A0189
Title: PETapter: A masked-language-modeling classification head for modular fine-tuning of (large) language models
Authors: Jonas Rieger - TU Dortmund University (Germany) [presenting]
Abstract: A significant portion of applications for large language models involve classification tasks for documents, sequences, sentences, or even single entities. For such tasks, pretrained encoder-only models like RoBERTa and DeBERTa serve as powerful tools. These models typically undergo supervised fine-tuning adding an additional linear layer to the transformer architecture, known as a classification head, using datasets of varying sizes. This fine-tuning may incorporate a technique called parameter-efficient fine-tuning (PEFT), which freezes large parts of the base model to reduce computational demand.
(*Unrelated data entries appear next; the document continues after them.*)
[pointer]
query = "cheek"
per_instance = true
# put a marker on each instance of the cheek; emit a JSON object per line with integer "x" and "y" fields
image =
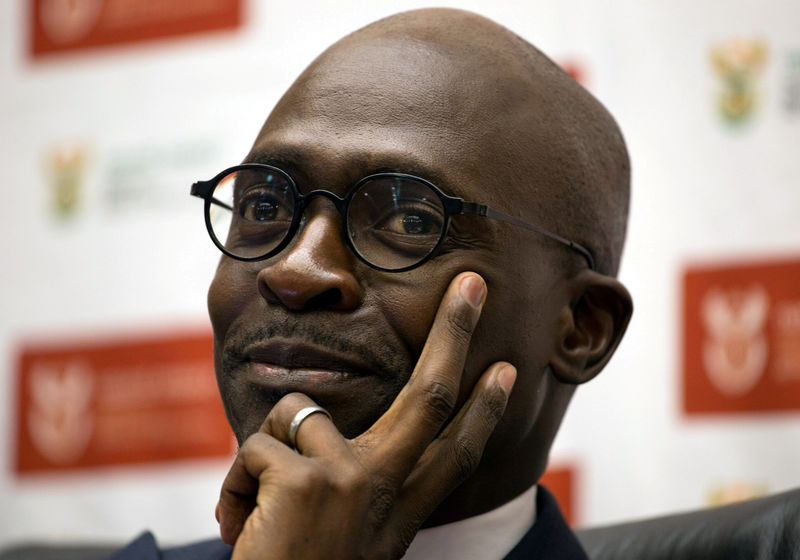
{"x": 410, "y": 309}
{"x": 230, "y": 292}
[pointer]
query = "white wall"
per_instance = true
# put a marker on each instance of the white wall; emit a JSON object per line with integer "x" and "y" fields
{"x": 702, "y": 190}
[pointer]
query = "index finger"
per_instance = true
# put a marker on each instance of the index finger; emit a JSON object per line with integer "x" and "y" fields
{"x": 401, "y": 435}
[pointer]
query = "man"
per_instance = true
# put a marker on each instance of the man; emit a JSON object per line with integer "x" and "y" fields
{"x": 368, "y": 398}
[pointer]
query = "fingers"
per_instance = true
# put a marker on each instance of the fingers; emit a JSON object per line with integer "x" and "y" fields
{"x": 240, "y": 487}
{"x": 269, "y": 448}
{"x": 401, "y": 435}
{"x": 455, "y": 454}
{"x": 316, "y": 435}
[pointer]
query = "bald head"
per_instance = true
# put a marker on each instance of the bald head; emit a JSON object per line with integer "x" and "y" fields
{"x": 463, "y": 77}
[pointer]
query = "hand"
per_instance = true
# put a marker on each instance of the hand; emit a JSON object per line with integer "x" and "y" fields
{"x": 367, "y": 497}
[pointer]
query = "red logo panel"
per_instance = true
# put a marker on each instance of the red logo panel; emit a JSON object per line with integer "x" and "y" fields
{"x": 741, "y": 338}
{"x": 135, "y": 400}
{"x": 70, "y": 25}
{"x": 560, "y": 479}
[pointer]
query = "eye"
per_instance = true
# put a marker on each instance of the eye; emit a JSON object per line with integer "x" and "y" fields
{"x": 411, "y": 221}
{"x": 259, "y": 204}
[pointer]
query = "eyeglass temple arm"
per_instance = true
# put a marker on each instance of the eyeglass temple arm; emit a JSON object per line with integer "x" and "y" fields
{"x": 483, "y": 210}
{"x": 203, "y": 189}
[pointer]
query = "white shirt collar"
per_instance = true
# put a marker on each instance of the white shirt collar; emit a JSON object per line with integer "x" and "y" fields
{"x": 489, "y": 536}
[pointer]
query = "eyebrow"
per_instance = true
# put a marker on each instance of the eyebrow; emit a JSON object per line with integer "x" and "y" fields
{"x": 293, "y": 161}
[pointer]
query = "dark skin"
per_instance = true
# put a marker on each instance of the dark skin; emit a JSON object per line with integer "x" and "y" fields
{"x": 424, "y": 431}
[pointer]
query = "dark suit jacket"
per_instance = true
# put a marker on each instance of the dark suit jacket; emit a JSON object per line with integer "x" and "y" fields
{"x": 549, "y": 539}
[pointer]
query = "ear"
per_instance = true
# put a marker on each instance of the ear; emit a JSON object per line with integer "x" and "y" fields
{"x": 590, "y": 327}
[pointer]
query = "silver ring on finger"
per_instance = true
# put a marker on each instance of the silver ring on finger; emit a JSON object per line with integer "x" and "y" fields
{"x": 301, "y": 415}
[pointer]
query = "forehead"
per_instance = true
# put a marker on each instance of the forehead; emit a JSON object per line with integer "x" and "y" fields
{"x": 405, "y": 105}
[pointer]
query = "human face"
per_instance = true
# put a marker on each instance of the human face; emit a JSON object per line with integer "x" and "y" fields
{"x": 314, "y": 319}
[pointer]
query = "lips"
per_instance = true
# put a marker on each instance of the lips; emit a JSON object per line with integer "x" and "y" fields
{"x": 299, "y": 356}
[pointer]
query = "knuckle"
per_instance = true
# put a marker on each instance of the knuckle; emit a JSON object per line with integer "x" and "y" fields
{"x": 306, "y": 476}
{"x": 440, "y": 399}
{"x": 493, "y": 405}
{"x": 461, "y": 322}
{"x": 466, "y": 456}
{"x": 381, "y": 502}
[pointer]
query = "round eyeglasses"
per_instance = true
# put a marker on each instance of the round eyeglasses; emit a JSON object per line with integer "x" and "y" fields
{"x": 392, "y": 221}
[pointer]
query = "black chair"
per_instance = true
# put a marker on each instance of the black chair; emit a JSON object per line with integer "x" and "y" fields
{"x": 760, "y": 529}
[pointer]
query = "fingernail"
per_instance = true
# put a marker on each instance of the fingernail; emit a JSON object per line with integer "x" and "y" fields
{"x": 506, "y": 378}
{"x": 472, "y": 289}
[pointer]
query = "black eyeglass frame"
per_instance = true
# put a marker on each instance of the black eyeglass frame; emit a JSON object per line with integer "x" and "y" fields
{"x": 452, "y": 206}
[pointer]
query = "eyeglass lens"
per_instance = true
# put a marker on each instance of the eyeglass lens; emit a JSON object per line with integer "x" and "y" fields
{"x": 392, "y": 222}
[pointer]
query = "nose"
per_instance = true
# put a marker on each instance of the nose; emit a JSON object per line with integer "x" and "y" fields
{"x": 316, "y": 272}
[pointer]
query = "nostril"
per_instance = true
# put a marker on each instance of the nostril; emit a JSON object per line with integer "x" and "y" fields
{"x": 327, "y": 299}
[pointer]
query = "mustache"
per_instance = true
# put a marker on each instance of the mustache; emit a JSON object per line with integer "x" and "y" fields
{"x": 386, "y": 358}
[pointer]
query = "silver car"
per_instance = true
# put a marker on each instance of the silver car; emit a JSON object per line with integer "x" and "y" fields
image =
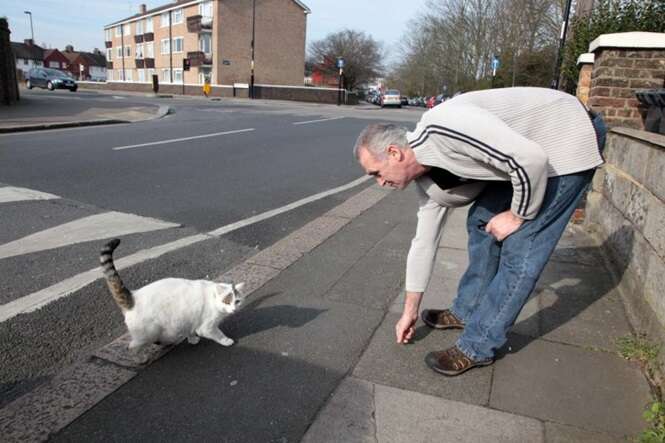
{"x": 391, "y": 97}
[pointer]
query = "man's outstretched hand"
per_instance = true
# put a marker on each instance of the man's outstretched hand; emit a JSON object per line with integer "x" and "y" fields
{"x": 503, "y": 224}
{"x": 404, "y": 329}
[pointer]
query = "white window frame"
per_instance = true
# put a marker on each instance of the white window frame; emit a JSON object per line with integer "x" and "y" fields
{"x": 175, "y": 45}
{"x": 164, "y": 46}
{"x": 165, "y": 75}
{"x": 207, "y": 37}
{"x": 204, "y": 7}
{"x": 178, "y": 16}
{"x": 164, "y": 20}
{"x": 177, "y": 72}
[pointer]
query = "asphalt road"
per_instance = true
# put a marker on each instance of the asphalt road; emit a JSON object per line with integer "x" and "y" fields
{"x": 210, "y": 164}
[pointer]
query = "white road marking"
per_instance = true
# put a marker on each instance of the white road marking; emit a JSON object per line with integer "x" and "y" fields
{"x": 317, "y": 121}
{"x": 13, "y": 194}
{"x": 41, "y": 298}
{"x": 176, "y": 140}
{"x": 94, "y": 227}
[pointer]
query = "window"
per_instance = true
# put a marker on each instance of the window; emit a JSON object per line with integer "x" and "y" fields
{"x": 205, "y": 9}
{"x": 166, "y": 75}
{"x": 205, "y": 43}
{"x": 164, "y": 20}
{"x": 177, "y": 16}
{"x": 177, "y": 75}
{"x": 178, "y": 44}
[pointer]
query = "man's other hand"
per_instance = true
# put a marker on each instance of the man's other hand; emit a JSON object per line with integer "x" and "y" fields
{"x": 404, "y": 328}
{"x": 503, "y": 224}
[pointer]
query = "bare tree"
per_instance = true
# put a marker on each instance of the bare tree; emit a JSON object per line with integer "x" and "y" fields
{"x": 363, "y": 56}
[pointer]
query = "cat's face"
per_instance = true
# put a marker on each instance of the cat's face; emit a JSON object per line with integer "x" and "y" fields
{"x": 230, "y": 297}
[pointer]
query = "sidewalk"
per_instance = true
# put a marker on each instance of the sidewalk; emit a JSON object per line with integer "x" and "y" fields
{"x": 316, "y": 358}
{"x": 62, "y": 109}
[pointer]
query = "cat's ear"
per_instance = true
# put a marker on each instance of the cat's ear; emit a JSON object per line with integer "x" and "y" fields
{"x": 226, "y": 294}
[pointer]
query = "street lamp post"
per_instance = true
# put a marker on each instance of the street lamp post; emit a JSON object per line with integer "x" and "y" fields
{"x": 251, "y": 78}
{"x": 32, "y": 32}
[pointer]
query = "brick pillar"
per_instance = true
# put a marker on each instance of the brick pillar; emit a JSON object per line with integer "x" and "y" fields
{"x": 8, "y": 83}
{"x": 624, "y": 63}
{"x": 585, "y": 62}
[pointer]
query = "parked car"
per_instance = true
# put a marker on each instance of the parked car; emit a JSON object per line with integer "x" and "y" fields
{"x": 50, "y": 79}
{"x": 391, "y": 98}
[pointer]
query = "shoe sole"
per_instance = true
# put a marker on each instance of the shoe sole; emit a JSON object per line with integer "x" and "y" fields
{"x": 454, "y": 373}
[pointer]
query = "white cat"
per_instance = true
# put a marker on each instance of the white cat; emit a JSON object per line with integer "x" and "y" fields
{"x": 171, "y": 309}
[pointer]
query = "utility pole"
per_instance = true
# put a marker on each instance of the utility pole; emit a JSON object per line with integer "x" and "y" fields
{"x": 32, "y": 32}
{"x": 562, "y": 42}
{"x": 251, "y": 77}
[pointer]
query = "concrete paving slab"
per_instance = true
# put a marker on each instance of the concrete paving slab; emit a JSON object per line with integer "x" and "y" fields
{"x": 407, "y": 417}
{"x": 571, "y": 385}
{"x": 347, "y": 417}
{"x": 557, "y": 433}
{"x": 403, "y": 366}
{"x": 51, "y": 407}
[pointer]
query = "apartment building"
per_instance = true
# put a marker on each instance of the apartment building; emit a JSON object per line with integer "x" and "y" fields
{"x": 216, "y": 37}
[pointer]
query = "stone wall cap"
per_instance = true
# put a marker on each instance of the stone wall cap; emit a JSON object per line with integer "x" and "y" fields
{"x": 586, "y": 58}
{"x": 638, "y": 40}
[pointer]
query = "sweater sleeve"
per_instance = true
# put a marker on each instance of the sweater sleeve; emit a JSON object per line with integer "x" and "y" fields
{"x": 420, "y": 260}
{"x": 479, "y": 135}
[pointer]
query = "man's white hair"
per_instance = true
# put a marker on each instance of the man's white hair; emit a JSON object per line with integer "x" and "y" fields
{"x": 377, "y": 137}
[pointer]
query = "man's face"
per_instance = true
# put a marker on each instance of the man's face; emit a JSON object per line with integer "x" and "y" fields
{"x": 390, "y": 171}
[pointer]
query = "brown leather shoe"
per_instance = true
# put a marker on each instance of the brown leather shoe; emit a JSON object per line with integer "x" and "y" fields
{"x": 441, "y": 319}
{"x": 453, "y": 362}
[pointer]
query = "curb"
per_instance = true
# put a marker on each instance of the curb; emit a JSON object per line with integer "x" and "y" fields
{"x": 51, "y": 407}
{"x": 162, "y": 111}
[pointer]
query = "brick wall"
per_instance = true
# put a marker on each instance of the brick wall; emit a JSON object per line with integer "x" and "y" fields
{"x": 626, "y": 210}
{"x": 617, "y": 74}
{"x": 8, "y": 82}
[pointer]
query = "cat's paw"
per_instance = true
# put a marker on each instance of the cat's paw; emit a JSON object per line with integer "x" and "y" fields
{"x": 226, "y": 341}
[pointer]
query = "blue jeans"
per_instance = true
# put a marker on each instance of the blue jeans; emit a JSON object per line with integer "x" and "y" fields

Additionally, few-shot learning methods, such as pattern-exploiting training (PET), enable faster adaptation to (few) training examples. PETapter represents a fusion of these two promising research directions, leveraging the strengths of both to achieve effective training and performant predictions with just a few training samples. It employs PEFT methods for fine-tuning word embeddings and a PET-like masked-language-modeling objective for the final classification of text elements. Utilizing a benchmark study across various datasets, we demonstrate that PETapter is computationally more efficient than full fine-tuning via PET while maintaining comparable performance with just 100 training examples. Furthermore, it surpasses the performance of classical PEFT methods when used in conjunction with traditional classification heads.